Zdecydowanie rzadziej natomiast osoby prowadzące własny biznes ( 17,6 proc.) oraz emeryci i renciści (14 proc.), co w sumie pokazuje, że skłonność do niemoralnych zachowań nie do końca idzie w parze z osiąganymi dochodami. Widać jednak, że wśród ankietowanych, których dochody netto na każdego członka gospodarstwa domowego wynoszą ponad 2 tys. zł, na zawyżoną resztę skusiłyby się jedynie w 14,7 proc. przypadków. Na postrzeganie sytuacji i ewentualny sposób zachowania ma tu również wpływ obciążenie spłatą pożyczki lub kredytu. Okazuje się, że osoby, które muszą co miesiąc wygospodarować pieniądze na ratę, prędzej nie oddadzą omyłkowo wypłaconej nadwyżki ( 21,1 proc.) niż ci, którzy pożyczek i kredytów nie zaciągają w ogóle lub akurat w momencie przeprowadzania badania byli już po spłacie (18,5 proc.).

Nie płacimy zobowiązań i nie oddajemy źle wydanej reszty

Nie da się jednak ukryć, że mylący się na swoją niekorzyść kasjer może mieć pewność, że co siódma osoba (ok. 14 proc.), gdy otrzyma zawyżoną resztę na pewno jej nie zwróci. – Skoro tyle osób w Polsce zdecydowałoby się zyskać nieuczciwie, choćby niewielką kwotę, trudno nie oprzeć się wrażeniu, że taka postawa może też mieć przełożenie na podejście do spłaty zobowiązań – zwraca uwagę Sławomir Grzelczak, prezes BIG InfoMonior. – Z naszego ostatniego Raportu InfoDług wynika, że bieżące zobowiązania jak raty kredytów, pożyczek, rachunki za media czy telefon i TV, ale też alimenty i zobowiązania wobec sądów, płaci z co najmniej 60-dniowym opóźnieniem, niemal 2,15 mln osób.

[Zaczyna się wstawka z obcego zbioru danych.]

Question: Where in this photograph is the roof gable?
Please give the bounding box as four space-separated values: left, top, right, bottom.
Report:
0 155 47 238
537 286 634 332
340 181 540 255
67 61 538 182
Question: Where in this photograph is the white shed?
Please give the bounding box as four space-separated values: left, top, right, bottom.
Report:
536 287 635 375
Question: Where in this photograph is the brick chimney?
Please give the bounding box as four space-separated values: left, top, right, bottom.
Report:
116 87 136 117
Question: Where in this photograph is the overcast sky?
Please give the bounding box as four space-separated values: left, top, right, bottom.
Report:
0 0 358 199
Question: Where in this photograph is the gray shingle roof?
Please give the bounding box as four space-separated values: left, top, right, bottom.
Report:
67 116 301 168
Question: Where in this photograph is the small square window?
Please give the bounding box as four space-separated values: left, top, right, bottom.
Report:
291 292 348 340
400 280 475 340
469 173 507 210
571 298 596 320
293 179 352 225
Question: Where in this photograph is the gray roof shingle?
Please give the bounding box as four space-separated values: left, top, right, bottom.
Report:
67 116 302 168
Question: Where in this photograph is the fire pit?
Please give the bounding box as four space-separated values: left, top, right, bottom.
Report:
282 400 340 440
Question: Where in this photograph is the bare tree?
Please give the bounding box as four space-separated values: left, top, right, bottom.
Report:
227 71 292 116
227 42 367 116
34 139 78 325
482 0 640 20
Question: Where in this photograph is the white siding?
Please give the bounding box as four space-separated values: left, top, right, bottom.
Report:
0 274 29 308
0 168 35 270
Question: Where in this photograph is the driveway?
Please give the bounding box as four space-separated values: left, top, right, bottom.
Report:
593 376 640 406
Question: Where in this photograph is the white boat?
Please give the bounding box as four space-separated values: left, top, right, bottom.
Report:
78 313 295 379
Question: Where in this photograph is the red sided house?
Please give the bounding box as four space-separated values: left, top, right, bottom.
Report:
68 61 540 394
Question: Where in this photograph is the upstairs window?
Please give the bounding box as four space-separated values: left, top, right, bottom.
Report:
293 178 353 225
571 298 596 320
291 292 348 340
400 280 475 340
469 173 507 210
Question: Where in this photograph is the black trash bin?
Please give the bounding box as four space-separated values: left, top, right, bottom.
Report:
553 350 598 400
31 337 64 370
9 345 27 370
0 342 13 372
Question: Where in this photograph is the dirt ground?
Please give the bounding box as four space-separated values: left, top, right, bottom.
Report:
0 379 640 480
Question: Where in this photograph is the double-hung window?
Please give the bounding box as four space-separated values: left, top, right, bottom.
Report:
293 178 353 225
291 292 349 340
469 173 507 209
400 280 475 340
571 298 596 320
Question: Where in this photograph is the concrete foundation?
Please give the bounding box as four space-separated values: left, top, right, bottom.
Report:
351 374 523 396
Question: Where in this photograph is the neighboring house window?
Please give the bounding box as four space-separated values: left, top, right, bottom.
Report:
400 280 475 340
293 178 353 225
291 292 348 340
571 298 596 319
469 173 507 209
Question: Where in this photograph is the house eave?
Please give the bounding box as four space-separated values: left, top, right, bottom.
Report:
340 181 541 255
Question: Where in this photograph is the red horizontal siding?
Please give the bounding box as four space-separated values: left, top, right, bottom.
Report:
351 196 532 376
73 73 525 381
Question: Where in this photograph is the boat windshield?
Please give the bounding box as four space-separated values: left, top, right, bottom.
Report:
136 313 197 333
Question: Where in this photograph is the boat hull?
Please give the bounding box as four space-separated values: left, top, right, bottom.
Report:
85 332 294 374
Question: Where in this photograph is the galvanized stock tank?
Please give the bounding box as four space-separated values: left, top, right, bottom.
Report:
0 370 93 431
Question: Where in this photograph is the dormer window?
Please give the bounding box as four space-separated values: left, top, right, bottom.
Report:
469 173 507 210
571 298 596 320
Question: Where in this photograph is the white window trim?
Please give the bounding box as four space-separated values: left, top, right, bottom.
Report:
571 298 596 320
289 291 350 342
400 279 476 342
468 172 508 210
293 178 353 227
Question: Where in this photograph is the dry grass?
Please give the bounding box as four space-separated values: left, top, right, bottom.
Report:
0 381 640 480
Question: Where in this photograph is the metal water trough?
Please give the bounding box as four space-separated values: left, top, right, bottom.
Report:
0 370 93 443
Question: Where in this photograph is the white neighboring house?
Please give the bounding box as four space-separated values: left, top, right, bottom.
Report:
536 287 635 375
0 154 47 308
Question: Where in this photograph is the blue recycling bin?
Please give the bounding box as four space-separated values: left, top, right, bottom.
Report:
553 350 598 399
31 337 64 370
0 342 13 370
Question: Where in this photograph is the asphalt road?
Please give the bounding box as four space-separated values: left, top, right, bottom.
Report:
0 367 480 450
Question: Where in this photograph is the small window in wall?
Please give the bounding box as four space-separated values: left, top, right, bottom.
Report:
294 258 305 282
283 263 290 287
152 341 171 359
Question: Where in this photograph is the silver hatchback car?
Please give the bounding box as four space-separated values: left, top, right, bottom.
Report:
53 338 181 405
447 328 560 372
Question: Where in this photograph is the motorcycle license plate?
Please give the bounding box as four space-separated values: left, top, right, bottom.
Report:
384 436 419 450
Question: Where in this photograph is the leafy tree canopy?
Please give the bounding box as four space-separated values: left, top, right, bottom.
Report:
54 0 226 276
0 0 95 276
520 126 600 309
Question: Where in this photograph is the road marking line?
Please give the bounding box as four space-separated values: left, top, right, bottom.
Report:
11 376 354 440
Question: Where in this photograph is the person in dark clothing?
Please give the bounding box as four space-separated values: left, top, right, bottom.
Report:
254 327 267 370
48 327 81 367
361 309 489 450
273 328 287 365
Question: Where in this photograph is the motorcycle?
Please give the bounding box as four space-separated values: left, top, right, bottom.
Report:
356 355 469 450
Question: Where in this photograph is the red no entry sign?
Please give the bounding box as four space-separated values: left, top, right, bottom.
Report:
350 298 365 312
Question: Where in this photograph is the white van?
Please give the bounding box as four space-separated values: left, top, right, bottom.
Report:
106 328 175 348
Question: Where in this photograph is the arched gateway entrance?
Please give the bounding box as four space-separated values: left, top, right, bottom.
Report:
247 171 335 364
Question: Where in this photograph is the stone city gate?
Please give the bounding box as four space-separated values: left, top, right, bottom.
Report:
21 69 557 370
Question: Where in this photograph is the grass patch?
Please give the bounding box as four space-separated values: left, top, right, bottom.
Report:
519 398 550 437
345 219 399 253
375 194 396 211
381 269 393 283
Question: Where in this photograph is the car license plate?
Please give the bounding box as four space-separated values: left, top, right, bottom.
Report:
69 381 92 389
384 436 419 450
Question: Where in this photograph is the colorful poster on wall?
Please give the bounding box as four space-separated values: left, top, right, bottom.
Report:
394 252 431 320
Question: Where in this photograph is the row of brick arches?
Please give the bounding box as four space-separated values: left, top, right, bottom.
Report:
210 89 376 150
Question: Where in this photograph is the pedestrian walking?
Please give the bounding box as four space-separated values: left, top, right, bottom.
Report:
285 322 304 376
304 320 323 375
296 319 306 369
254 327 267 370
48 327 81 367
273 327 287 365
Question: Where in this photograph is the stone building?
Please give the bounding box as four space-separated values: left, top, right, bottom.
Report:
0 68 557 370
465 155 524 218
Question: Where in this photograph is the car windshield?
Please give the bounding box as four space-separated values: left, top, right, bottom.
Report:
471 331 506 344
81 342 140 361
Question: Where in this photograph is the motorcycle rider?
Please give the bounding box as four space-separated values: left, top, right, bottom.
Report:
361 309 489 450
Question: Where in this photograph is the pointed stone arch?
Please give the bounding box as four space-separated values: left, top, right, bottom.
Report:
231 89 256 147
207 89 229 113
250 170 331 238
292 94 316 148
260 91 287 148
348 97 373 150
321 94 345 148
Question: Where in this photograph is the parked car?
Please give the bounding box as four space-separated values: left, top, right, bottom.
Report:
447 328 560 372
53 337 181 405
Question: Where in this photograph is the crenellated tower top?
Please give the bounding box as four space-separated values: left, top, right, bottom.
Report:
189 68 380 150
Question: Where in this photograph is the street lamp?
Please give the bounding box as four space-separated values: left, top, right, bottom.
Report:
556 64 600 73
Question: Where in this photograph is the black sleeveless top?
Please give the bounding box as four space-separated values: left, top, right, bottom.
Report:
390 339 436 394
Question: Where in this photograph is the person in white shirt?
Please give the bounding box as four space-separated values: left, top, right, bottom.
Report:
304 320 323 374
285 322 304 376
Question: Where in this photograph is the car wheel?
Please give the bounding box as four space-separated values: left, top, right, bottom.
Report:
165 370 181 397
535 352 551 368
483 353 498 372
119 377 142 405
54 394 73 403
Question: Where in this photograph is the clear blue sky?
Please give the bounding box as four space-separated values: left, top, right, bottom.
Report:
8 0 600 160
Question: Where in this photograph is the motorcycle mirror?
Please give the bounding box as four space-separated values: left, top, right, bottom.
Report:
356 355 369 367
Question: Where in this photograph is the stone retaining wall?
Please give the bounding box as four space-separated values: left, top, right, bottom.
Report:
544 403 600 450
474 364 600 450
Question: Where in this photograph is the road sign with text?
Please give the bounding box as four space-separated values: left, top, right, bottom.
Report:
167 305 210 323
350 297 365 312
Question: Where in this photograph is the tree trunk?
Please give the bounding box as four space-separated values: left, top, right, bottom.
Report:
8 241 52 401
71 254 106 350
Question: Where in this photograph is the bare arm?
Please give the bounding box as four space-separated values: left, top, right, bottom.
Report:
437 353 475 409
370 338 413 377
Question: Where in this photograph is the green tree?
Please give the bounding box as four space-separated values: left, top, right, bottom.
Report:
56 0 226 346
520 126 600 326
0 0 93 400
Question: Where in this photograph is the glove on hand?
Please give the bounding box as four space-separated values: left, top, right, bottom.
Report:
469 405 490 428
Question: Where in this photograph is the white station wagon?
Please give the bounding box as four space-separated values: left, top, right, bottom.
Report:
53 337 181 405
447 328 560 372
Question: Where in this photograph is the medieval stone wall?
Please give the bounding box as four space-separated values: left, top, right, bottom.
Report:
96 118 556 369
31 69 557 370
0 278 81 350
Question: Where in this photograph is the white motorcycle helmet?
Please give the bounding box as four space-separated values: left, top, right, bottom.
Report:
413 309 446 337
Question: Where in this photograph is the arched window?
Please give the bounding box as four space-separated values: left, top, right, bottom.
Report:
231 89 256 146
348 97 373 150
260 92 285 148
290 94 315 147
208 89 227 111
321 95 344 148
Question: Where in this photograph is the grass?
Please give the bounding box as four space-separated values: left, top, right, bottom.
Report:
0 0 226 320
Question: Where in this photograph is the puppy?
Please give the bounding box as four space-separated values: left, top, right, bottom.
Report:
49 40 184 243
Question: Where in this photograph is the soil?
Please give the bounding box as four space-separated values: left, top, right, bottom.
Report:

Ich łączne zaległości wynoszą 44,65 mld zł. Niestety w ciągu kwartału zarówno liczba niesolidnych dłużników, jak i kwota zadłużenia wzrosły o ponad 4 proc. – dodaje Sławomir Grzelczak.

Zdaniem Andrzeja Rotera, dyrektora generalnego KPF zjawiska czy zachowania, które jednostkowo wydają się niewiele znaczące w skali masowej stają się groźne i kosztowne społecznie. – Widać to już w Polsce, choćby w rozpowszechnionym unikaniu płacenia alimentów, podejmowaniu pracy na czarno czy ukrywaniu majątku przed wierzycielami. Powoduje to ogromne koszty lub straty dla budżetu Państwa, przedsiębiorstw, ale także gospodarstw domowych – dodaje Andrzej Roter

*Badanie przeprowadzone przez Pactor metodą CATI, na ogólnopolskiej reprezentatywnej 1000-osobowej próbie Polaków w wieku pow. 18 lat, w lutym 2016 r.